Das Erste, was ich erblickte, waren hundert spitze Zähne im Maul einer riesigen Echse, direkt vor meiner Nase.
»Elorion, steh mir bei!«, schrie ich und schreckte hoch.
»Hört ihr das, er ruft nach seinen Göttern. Die werden euch hier unten nicht helfen können, Silva'tel.«
Es war Nathraens spöttische Stimme. Ich hob langsam den Blick und erkannte, dass er auf der Reitechse saß. Um ihn herum standen Dutzende Krieger in Lederrüstung und Kettenpanzern. Sie alle starrten mich an, als sei ich eine seltene Tierart.

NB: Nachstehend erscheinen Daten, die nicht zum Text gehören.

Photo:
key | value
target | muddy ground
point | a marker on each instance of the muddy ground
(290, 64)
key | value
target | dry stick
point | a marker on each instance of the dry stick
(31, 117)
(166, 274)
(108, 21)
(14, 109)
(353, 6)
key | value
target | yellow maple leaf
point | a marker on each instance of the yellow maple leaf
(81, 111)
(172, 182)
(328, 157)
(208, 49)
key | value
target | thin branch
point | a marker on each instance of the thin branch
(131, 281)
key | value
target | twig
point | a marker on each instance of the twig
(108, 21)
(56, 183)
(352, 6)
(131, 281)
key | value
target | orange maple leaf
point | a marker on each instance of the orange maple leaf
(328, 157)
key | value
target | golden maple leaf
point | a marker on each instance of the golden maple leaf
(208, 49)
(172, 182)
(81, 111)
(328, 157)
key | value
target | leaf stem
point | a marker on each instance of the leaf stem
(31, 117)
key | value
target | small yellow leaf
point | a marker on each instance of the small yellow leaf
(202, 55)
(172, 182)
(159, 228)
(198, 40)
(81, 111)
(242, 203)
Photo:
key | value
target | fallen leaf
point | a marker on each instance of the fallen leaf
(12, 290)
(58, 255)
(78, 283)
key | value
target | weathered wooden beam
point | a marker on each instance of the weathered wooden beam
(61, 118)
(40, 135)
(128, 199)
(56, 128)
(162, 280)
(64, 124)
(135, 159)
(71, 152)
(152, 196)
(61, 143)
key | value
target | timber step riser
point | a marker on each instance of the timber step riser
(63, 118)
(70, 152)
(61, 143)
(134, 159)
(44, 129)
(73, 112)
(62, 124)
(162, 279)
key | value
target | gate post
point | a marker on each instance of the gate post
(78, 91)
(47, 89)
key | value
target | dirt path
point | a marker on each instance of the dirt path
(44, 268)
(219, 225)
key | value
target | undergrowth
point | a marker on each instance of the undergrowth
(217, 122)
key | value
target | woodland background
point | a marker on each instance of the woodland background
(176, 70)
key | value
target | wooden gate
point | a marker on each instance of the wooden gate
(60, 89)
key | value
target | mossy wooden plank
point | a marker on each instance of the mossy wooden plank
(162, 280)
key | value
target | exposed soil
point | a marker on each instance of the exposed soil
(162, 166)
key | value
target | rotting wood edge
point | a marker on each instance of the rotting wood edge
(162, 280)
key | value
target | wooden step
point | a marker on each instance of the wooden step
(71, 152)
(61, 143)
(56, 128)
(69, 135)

»W-Was habt ihr mit mir vor?«, hörte ich mich selbst sagen.
»Wir reisen nach Umbraevyn. Unsere Königin möchte euch kennenlernen. «
»Königin?«
Ich wusste, dass es keine guten Nachrichten waren. Nathraen sah in mir wirklich einen Gefangenen und brachte mich zu der Person, die über mein Schicksal entscheiden würde. Ich war offensichtlich nur eine Ware, die man tauschen konnte. Nichts weiter.

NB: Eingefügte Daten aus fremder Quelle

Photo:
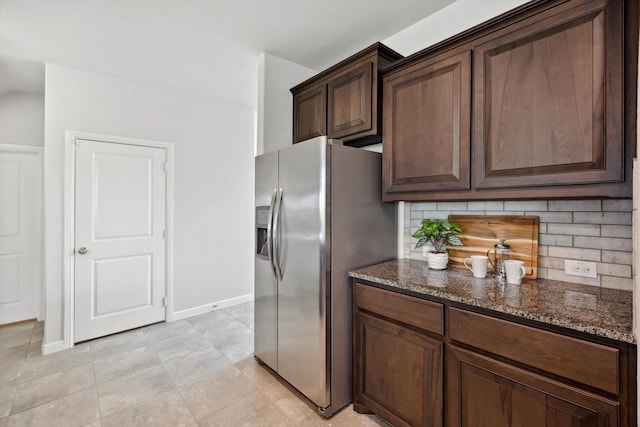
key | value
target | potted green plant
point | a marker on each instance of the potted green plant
(438, 233)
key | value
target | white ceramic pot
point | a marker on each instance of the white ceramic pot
(437, 261)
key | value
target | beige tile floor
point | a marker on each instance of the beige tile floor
(193, 372)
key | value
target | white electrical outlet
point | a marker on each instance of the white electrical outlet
(580, 268)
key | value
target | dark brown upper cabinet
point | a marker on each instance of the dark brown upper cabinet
(343, 101)
(539, 102)
(309, 108)
(427, 124)
(548, 101)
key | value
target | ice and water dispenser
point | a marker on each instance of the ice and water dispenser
(262, 221)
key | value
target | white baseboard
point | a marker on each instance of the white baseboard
(54, 347)
(190, 312)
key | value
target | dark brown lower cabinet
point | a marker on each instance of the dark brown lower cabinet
(398, 368)
(485, 392)
(419, 362)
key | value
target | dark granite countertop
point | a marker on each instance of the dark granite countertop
(599, 311)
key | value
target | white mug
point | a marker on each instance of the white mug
(478, 265)
(515, 271)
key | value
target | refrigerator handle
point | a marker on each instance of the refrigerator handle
(276, 235)
(270, 251)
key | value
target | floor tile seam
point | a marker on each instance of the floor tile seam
(129, 373)
(50, 400)
(208, 416)
(95, 384)
(150, 396)
(184, 400)
(24, 380)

»Wir werden sehen, ob Vaxarya ebenso gnädig mit euch ist wie ich.« Nathraen schnalzte mit der Zunge, woraufhin sich seine Reitechse in Bewegung setzte. Er trabte voraus, während ich zurückblieb und gefesselt auf eine jener monströsen Reitechsen gesetzt wurde. Im Vergleich zu einem Pferd war das Reptil dünn und wackelig. Der Sattel, auf dem sie mich festbanden, war zwar bequem und groß genug, um richtig tief darin versinken zu können, dafür stand die Echse keine Sekunde still, und eine immerwährende schlängelnde Bewegung ging vom Schwanz bis zum Kopf, die mich schon bald nervte. Ich wusste, dass die Echse nicht anders konnte, immerhin stand sie nur auf den Hinterbeinen und musste das Gewicht mithilfe des Schwanzes ausbalancieren – es ärgerte mich trotzdem. Schon nach den ersten paar Schritten auf der Echse vermisste ich die gleichmäßig schaukelnden Bewegungen meines Hengstes Derovyel.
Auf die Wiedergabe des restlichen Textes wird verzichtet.